Banadir, el hospital de la hambruna somalí

Medio centenar de niños ingresan cada día en el centro. «La realidad es dramática», reconoce uno de sus enfermeros

ENVIADO ESPECIAL A MOGADISCIO Actualizado:

Como a la mayoría de niños de su edad, la única preocupación vital de Omar Aden era el fútbol. Su campo de juego era infinito y sus sueños, también. Anoche, el joven fallecía víctima de malnutrición. Tenía solo siete años.

Quien debe poner voz a la historia es su madre: Hallim. «Hace doce días abandoné la localidad de Kuntuwarey (Lower Shabelle) junto a mis nueve hijos. La sequía era feroz y ya no teníamos nada que comer. Tres de ellos (incluido el pequeño Omar) se quedaron en el camino», asegura la joven a ABC.

Cerca de doce horas después de su fallecimiento, el cuerpo inerte del pequeño somalí descansa todavía en una cama del hospital Banadir, el mayor centro médico de Mogadiscio, la capital de Somalia. Su escasa familia -el padre falleció también hace diez días- no dispone de suficientes emolumentos para transportar el cadáver hasta el cementerio.

«[Las organizaciones internacionales y ONG] mandan tratamientos, pero no completos, ni de manera regular. Y apenas preguntan por nuestras necesidades», denuncia la doctora Lul Mohamud, directora del área de pediatría del hospital, quien asegura que -cada día- entre dos y tres niños mueren en el centro víctimas de malnutrición.

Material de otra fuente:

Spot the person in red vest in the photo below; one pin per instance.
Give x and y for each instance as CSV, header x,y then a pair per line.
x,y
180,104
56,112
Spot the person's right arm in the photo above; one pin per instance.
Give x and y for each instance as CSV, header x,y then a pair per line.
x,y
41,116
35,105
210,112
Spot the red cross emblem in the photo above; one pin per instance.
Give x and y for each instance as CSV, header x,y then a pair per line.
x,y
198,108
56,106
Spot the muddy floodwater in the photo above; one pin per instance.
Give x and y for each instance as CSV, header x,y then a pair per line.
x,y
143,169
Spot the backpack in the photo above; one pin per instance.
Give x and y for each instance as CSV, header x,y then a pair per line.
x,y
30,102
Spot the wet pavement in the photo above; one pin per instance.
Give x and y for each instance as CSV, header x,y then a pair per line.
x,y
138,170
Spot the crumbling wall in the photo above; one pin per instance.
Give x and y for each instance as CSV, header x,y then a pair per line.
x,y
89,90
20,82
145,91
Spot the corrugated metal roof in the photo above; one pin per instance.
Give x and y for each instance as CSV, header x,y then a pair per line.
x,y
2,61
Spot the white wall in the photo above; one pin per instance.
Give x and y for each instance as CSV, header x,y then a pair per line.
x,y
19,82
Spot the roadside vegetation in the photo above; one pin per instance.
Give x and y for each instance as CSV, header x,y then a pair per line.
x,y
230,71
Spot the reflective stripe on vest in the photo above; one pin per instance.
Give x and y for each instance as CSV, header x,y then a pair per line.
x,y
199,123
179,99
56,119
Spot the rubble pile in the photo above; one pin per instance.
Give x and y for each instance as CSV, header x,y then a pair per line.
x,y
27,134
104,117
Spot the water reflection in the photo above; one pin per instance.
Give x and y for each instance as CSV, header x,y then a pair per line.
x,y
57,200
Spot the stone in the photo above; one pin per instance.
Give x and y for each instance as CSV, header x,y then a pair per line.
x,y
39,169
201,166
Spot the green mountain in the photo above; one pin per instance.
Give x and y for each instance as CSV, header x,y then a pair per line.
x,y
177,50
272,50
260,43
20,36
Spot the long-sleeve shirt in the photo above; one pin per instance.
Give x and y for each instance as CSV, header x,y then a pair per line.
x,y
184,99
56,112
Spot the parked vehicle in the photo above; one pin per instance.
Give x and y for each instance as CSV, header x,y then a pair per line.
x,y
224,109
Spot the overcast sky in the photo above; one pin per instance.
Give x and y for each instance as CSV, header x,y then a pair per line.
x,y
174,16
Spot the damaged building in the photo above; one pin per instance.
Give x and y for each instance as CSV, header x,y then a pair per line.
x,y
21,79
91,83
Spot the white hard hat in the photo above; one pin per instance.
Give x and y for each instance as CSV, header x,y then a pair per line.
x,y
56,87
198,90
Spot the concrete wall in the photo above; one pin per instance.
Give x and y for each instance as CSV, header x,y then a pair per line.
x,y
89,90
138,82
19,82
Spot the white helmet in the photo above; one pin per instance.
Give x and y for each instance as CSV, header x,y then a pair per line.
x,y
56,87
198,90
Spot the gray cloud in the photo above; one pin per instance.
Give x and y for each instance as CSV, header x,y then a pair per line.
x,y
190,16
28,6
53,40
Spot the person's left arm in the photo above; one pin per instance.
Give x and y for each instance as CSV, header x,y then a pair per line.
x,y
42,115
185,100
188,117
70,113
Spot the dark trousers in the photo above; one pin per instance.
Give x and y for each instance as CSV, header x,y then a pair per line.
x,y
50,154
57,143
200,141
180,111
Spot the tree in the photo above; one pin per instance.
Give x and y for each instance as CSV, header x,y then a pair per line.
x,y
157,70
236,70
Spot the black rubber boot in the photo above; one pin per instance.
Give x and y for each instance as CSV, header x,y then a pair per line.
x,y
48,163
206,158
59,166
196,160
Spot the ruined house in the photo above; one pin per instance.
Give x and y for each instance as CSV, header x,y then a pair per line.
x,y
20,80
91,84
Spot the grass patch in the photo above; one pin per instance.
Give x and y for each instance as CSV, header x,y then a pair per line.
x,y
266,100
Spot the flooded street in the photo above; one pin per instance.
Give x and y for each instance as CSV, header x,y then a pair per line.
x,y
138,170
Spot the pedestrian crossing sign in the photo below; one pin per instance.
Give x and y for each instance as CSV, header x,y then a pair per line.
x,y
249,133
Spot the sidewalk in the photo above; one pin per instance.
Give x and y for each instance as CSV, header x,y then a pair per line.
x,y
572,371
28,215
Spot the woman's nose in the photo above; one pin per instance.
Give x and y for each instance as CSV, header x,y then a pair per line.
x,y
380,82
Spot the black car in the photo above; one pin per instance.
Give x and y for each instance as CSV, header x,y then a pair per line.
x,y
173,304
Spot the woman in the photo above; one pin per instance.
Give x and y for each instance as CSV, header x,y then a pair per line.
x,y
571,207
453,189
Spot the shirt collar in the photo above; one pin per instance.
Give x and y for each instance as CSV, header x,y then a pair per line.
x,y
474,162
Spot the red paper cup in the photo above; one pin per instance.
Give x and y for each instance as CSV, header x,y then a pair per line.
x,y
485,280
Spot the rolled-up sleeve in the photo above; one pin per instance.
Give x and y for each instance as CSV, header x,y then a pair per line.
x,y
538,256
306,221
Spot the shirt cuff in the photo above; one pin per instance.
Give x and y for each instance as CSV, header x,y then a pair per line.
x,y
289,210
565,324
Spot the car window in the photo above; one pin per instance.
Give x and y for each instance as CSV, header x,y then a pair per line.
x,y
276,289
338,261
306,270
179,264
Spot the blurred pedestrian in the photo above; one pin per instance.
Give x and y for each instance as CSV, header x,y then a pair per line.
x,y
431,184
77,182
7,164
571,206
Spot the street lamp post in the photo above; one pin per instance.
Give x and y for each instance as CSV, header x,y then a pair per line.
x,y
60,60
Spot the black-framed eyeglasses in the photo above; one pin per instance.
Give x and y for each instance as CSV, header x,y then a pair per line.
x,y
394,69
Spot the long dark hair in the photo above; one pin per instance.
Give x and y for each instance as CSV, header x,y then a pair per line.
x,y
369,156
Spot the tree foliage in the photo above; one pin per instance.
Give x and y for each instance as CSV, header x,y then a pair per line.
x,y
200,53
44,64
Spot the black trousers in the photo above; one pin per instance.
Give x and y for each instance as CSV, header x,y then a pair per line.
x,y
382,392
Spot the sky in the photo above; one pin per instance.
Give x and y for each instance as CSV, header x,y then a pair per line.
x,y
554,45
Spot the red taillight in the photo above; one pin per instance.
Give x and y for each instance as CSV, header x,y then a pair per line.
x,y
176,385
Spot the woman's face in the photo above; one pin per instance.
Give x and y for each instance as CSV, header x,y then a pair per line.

Awson Hassan conoce a la perfección esta historia. Hace tan solo unos días fallecía uno de sus hijos tras huir a la desesperada de la hambruna que sufre el sur de Somalia. Hoy, se obceca por la supervivencia del menor de ellos.

Más de 29.000 niños muertos

«Las milicias de Al Shabab no dejan a la población que abandone las zonas de sequía. Sin embargo, ya no tenemos nada que comer y el ganado se muere», asegura Hassan, quien cada día vela el cuerpo de su hijo, enfermo de sarampión. Los signos de malnutrición son igualmente visibles en su cuerpo.

Según estimaciones del Centro para el Control y Prevención de Enfermedades de EE.UU., más de 29.000 niños menores de cinco años han muerto en los últimos noventa días. De igual modo, desde enero, al menos 300.000 personas han abandonado el país huyendo de la sequía y los enfrentamientos armados.

«De mis doce hijos, cuatro han muerto y dos de ellos se encuentran en grave situación», asegura Moallid Mufo, un somalí que ronda la cincuentena. «No tenemos casa, ni familiares en la zona, estamos totalmente perdidos».

«La realidad es dramática»

En el hospital Banadir, la situación no es inusual. Como reconoce Abdi Haniz, uno de sus enfermeros, «cada día, entre 40 y 50 nuevos niños ingresan en este hospital. La realidad es dramática».

Sin embargo, los problemas no se limitan a la malnutrición. Según denunciaba este martes Naciones Unidas, de los cerca de 200.000 menores de edad que han emigrado a zonas urbanas o a los campos de refugiados fronterizos, tan solo el 30 por ciento se encontraba bajo algún régimen de escolarización. De igual modo, en dos de las regiones especialmente afectadas por la sequía (Lower Shabelle y Bay), se calcula que hasta el 50 por ciento de los maestros no volverán a sus puestos de trabajo cuando se inicie el nuevo curso escolar.

Porque acabada la hambruna, el futuro continuará hipotecado.